Let #vecv = # the vector from #(2, 0, 1)# to #(0,4,-3)#:
#vecv = (0-2)hati+(4-0)hatj+(-3-1)hatk#
#vecv = -2hati+4hatj-4hatk#
Let #vecu = # the vector from #(2, 0, 1)# to #(-2, 5, 0)#:
#vecu = (-2-2)hati+(5-0)hatj+(0-1)hatk#
#vecu = -4hati+5hatj-1hatk#
Compute the dot-product by multiplying the respective components:
#vecv*vecu = (-2)(-4) + (4)(5)+(-4)(-1)#
#vecv*vecu = 32#
Compute the magnitudes:
#|vecv| = sqrt((-2)^2+4^2+ (-4)^2)#
#|vecv| = 6#
#|vecu| = sqrt((-4)^2+5^2+(-1)^2)#
#|vecu| = sqrt(42)#
Use the equation, #vecv*vecu = |vecv||vecu|cos(theta)#, to find the cosine of the angle between the two vectors:
#32= 6sqrt42cos(theta)#
#cos(theta) = 32/(6sqrt42)#
If the points were co-linear, then the cosine of the angle between their vectors would have been #+-1#; it is not, therefore, the points are not co-linear.

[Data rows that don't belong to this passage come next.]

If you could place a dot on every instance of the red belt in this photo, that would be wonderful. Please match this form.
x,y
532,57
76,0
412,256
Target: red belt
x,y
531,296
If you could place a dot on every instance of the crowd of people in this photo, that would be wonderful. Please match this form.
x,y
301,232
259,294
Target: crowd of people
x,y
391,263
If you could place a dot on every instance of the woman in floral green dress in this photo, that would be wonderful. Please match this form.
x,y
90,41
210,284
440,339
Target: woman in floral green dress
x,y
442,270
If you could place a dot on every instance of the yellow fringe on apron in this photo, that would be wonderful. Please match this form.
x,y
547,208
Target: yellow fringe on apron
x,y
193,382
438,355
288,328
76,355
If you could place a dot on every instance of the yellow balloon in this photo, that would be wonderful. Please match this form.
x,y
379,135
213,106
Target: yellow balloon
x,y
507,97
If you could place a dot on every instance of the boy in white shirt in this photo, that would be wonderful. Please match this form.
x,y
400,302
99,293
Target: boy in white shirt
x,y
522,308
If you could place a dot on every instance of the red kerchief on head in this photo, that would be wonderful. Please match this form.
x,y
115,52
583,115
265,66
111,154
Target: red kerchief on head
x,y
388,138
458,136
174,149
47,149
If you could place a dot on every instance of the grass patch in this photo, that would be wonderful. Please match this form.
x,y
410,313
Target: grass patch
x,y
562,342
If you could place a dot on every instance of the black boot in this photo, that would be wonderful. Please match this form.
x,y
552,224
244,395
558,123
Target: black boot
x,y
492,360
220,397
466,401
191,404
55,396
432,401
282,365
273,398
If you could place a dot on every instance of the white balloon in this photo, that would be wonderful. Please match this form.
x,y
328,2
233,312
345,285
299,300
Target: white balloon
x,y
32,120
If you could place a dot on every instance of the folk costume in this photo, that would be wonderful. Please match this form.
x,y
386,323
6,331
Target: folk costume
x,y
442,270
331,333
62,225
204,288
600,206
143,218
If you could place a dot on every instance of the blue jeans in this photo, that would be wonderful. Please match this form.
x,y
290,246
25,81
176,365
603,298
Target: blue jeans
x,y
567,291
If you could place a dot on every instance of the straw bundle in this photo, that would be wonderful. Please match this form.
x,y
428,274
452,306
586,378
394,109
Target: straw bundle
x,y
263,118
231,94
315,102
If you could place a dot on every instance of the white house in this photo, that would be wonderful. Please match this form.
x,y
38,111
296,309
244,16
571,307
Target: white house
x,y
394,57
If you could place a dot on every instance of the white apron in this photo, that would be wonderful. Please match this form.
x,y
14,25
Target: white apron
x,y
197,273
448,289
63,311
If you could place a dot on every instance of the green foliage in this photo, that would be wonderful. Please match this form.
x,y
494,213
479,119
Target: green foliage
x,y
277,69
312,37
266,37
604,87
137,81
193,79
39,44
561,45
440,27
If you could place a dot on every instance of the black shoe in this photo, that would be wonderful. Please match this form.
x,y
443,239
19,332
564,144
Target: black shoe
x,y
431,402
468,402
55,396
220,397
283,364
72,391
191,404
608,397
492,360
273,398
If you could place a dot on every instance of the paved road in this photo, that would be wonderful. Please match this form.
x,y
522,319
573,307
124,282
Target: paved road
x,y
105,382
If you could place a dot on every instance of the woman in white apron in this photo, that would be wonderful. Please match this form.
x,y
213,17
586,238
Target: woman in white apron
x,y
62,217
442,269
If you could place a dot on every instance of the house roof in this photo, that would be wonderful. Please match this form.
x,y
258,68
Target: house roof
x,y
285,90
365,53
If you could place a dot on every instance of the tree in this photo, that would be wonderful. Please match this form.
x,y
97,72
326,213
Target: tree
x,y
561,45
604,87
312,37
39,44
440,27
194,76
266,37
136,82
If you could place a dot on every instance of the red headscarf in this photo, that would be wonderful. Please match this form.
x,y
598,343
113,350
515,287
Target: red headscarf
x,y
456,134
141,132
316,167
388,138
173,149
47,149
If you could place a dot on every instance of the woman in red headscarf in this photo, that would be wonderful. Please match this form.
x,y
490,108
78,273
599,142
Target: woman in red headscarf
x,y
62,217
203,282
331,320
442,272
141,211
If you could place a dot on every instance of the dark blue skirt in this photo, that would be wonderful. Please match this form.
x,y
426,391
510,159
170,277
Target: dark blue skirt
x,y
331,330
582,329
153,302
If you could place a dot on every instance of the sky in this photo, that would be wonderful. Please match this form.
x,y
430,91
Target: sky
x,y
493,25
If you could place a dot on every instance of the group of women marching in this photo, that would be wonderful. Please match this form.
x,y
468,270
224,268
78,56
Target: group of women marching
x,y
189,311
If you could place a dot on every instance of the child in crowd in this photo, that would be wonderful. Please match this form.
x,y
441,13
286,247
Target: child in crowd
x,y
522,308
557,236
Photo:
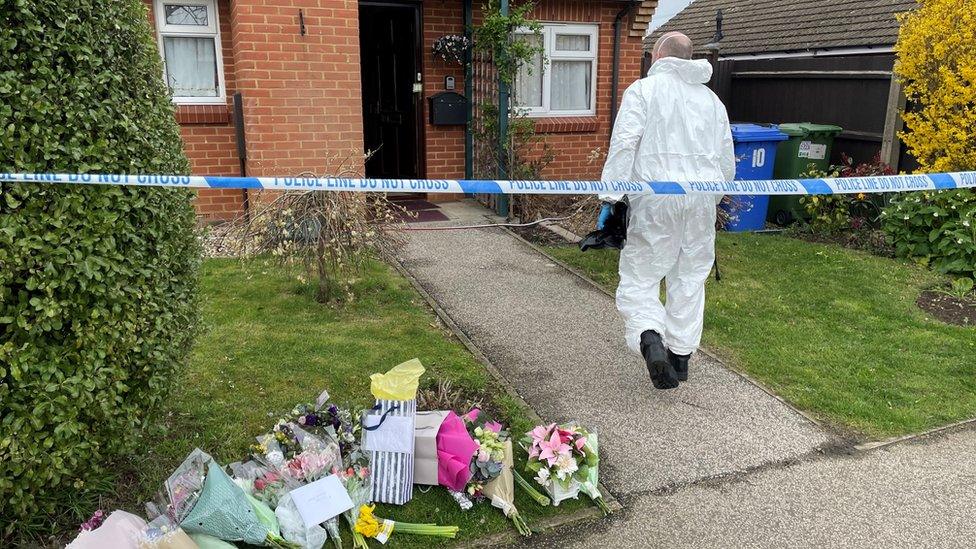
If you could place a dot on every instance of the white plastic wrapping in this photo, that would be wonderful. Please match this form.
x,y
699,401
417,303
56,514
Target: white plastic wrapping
x,y
293,527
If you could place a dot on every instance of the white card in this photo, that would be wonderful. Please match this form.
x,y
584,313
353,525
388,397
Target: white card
x,y
394,435
323,398
321,500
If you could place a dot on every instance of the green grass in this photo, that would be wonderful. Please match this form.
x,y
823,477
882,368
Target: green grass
x,y
266,345
834,331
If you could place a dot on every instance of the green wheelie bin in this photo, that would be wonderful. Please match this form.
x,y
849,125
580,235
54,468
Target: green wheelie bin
x,y
807,144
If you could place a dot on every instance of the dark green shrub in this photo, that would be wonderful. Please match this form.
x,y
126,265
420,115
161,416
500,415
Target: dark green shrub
x,y
937,228
97,285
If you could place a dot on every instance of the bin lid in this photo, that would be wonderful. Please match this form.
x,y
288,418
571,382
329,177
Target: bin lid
x,y
744,133
803,129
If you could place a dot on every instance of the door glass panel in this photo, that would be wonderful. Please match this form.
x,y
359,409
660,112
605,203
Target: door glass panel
x,y
186,15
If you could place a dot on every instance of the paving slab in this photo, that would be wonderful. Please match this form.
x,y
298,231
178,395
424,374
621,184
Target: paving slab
x,y
917,494
559,342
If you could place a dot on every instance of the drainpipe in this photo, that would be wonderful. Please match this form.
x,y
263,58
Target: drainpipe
x,y
615,79
503,206
241,148
469,91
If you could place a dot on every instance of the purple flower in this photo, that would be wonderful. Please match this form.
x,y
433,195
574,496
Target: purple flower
x,y
95,521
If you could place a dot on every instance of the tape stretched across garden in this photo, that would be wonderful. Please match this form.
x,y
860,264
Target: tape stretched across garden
x,y
847,185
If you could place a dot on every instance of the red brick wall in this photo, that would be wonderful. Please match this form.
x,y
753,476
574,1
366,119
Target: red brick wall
x,y
302,94
445,144
579,143
208,134
302,100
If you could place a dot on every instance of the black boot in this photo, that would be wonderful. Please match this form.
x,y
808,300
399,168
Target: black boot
x,y
680,365
662,373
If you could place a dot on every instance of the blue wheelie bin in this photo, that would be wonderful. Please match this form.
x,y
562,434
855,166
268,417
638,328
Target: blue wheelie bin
x,y
755,155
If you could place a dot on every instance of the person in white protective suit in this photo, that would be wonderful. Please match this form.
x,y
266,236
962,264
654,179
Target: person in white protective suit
x,y
670,127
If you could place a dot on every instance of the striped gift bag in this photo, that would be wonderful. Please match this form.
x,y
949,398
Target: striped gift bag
x,y
392,472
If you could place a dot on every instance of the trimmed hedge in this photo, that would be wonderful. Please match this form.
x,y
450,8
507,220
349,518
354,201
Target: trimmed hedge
x,y
97,285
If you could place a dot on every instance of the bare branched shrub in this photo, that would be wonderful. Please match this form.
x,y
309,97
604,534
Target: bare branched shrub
x,y
330,235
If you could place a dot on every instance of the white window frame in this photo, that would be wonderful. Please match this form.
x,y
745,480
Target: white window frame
x,y
549,32
212,30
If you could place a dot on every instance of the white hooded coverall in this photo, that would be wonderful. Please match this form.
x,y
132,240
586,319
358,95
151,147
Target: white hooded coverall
x,y
670,127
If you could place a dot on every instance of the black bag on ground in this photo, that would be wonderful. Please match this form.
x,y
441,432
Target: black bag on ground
x,y
614,231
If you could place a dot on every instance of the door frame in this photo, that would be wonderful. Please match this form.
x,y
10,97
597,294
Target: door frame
x,y
418,98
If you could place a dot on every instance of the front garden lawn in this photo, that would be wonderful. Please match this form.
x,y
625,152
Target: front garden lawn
x,y
266,346
834,331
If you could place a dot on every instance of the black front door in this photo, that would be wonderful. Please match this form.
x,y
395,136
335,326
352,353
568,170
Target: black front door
x,y
389,43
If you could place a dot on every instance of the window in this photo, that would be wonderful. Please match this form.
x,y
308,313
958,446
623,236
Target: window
x,y
189,41
565,84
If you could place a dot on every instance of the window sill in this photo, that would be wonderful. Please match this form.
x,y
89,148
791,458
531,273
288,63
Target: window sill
x,y
567,124
203,114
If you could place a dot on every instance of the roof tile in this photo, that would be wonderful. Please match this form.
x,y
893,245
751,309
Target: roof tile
x,y
763,26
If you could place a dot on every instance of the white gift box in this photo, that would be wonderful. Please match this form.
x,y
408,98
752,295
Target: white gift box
x,y
391,472
425,446
558,492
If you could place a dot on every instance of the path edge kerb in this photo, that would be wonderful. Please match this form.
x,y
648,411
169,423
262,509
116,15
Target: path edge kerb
x,y
576,272
589,512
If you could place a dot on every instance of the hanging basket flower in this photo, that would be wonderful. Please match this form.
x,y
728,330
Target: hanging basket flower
x,y
451,48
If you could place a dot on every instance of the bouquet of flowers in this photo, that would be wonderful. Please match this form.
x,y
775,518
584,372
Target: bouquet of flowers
x,y
297,454
181,489
371,526
501,491
452,47
222,510
565,460
334,422
488,460
263,482
356,481
295,457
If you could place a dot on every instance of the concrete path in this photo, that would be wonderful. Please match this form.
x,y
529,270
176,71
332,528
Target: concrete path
x,y
558,341
716,463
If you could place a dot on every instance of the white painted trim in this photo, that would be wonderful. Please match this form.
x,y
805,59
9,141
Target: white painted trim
x,y
831,52
212,30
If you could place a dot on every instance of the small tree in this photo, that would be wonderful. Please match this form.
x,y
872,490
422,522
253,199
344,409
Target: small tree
x,y
329,235
512,41
937,66
97,285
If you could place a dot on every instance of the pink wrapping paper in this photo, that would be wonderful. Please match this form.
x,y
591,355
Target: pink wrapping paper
x,y
455,448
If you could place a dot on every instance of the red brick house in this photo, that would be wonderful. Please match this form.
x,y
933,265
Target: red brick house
x,y
326,78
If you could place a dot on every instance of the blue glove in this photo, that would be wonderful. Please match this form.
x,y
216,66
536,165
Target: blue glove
x,y
605,211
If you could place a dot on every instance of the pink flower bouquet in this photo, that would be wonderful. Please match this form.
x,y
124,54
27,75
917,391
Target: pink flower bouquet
x,y
565,461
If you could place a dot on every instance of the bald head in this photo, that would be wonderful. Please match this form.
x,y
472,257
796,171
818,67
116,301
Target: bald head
x,y
672,44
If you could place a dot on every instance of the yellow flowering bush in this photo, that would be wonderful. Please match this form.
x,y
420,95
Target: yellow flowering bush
x,y
937,66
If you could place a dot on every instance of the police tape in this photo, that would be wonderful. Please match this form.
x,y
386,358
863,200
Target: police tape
x,y
846,185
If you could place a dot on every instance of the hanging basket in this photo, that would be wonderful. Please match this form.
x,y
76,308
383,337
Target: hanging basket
x,y
452,48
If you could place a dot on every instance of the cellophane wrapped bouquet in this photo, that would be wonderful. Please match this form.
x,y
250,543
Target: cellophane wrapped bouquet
x,y
565,460
295,457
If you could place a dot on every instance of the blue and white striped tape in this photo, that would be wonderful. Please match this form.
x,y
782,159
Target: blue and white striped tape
x,y
847,185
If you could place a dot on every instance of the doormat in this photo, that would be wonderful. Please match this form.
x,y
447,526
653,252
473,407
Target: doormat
x,y
423,216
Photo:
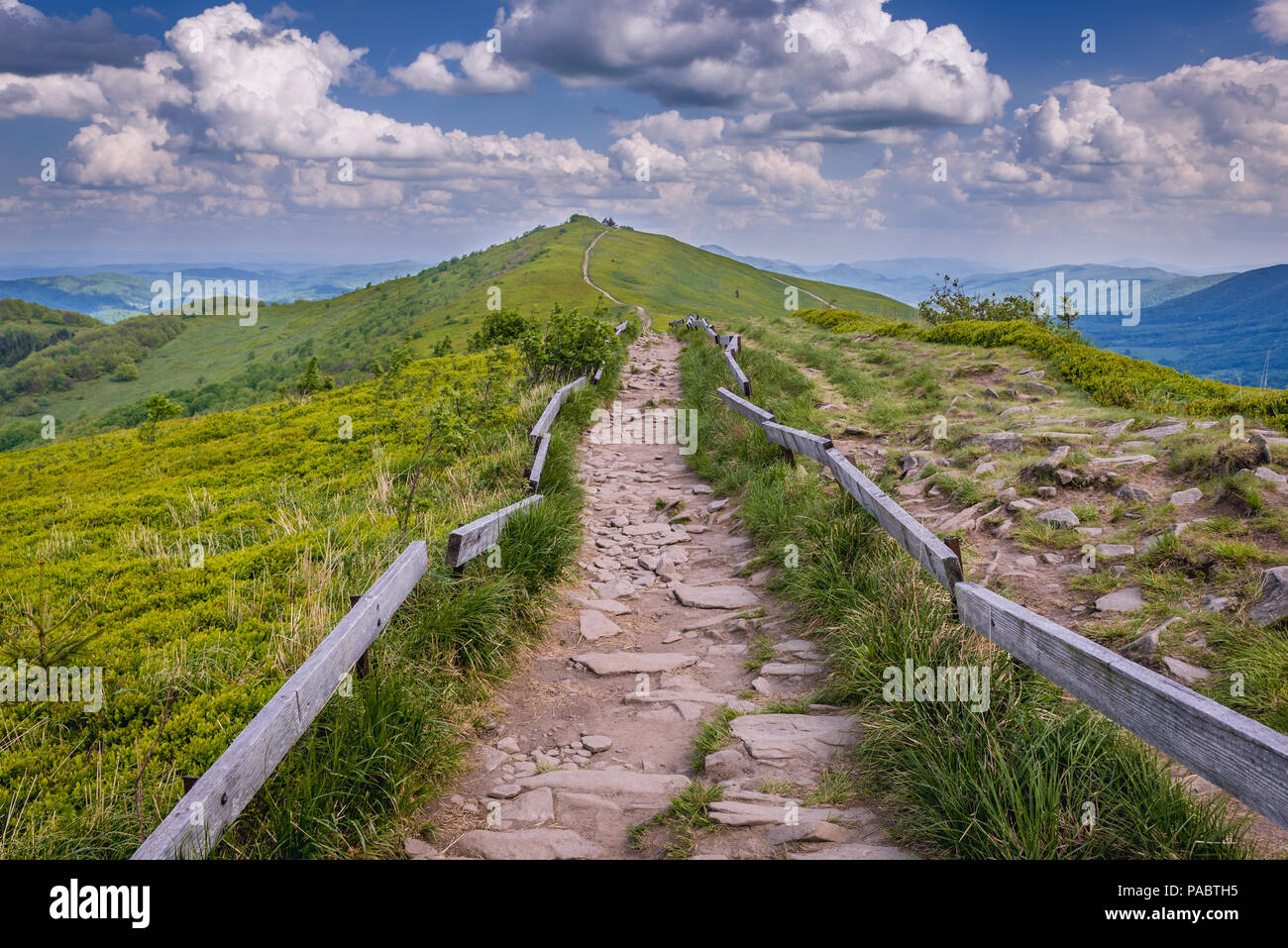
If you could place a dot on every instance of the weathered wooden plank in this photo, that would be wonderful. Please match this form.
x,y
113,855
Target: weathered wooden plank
x,y
553,406
738,375
928,550
797,440
469,540
1241,756
539,463
198,819
752,412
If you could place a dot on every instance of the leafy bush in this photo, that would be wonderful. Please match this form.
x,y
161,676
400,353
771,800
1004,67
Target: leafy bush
x,y
571,346
1106,376
949,304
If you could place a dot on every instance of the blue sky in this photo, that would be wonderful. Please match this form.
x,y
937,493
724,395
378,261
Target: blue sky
x,y
241,147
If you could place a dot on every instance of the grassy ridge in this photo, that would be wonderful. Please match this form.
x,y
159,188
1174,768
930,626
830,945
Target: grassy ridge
x,y
1106,376
291,518
673,278
213,364
1013,782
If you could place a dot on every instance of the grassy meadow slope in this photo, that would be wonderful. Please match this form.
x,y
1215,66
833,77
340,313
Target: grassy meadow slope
x,y
207,563
671,278
1013,782
213,364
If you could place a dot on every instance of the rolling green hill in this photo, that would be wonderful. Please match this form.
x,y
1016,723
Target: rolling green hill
x,y
116,292
101,377
26,327
213,364
671,278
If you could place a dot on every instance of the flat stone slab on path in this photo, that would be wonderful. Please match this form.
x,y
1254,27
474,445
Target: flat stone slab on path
x,y
738,813
777,737
715,596
627,662
854,850
682,695
609,784
610,605
595,625
527,844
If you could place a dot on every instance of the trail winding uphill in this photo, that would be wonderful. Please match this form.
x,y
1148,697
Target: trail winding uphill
x,y
585,274
660,631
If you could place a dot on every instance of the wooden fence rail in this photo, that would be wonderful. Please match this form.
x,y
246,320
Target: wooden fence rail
x,y
1241,756
196,823
469,540
738,375
552,411
220,793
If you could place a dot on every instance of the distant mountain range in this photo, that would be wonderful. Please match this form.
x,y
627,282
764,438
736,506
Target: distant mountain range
x,y
1227,326
115,291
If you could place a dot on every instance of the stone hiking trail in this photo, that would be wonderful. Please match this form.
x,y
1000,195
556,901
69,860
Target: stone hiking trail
x,y
596,732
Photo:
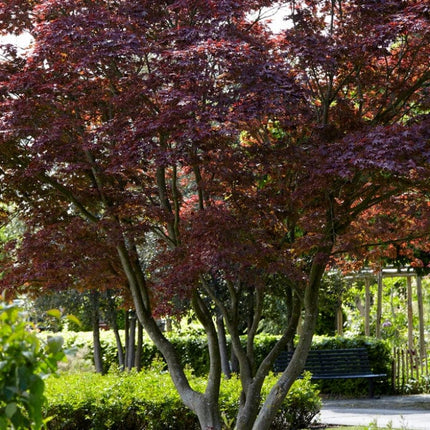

Use the cross-product to find a vector that is perpendicular to both vectors. I use a 5 column determinant to compute the cross-product.
First the major diagonals:
#|(color(red)(hati),color(green)(hatj),color(blue)(hatk),hati,hatj),
(-2,color(red)(4),color(green)(-4),color(blue)(-2),4),
(-4,5,color(red)(-1),color(green)(-4),color(blue)(5))
| = #
#color(red)((4)(-1)hati)+color(green)((-4)(-4)hatj) + color(blue)((-2)(5)hatk)#
Subtract from that the minor diagonals:
#|(hati,hatj,color(blue)(hatk),color(red)(hati),color(green)(hatj)),
(-2,color(blue)(4),color(red)(-4),color(green)(-2),4),
(color(blue)(-4),color(red)(5),color(green)(-1),-4,5)
| = #
#color(red)({(4)(-1)-(-4)(5)}hati)+color(green)({(-4)(-4)-(-2)(-1)}hatj) + color(blue)({(-2)(5)-(4)(-4)}hatk)=#
#16hati+14hatj+6hatk#
Divide the vector by 2:
#8hati+7hatj+3hatk#
These coefficients match the coefficients for #x, y, and z#, respectively in the scalar equation for a plane:
#8x+7y+3z = c#
To determine the value of c, substitute in one of the points. I shall use the first one:
#8(2)+7(0)+3(1) = c#
#c = 19#
The scalar equation of the plane that contains all 3 points is:
#8x+7y+3z = 19#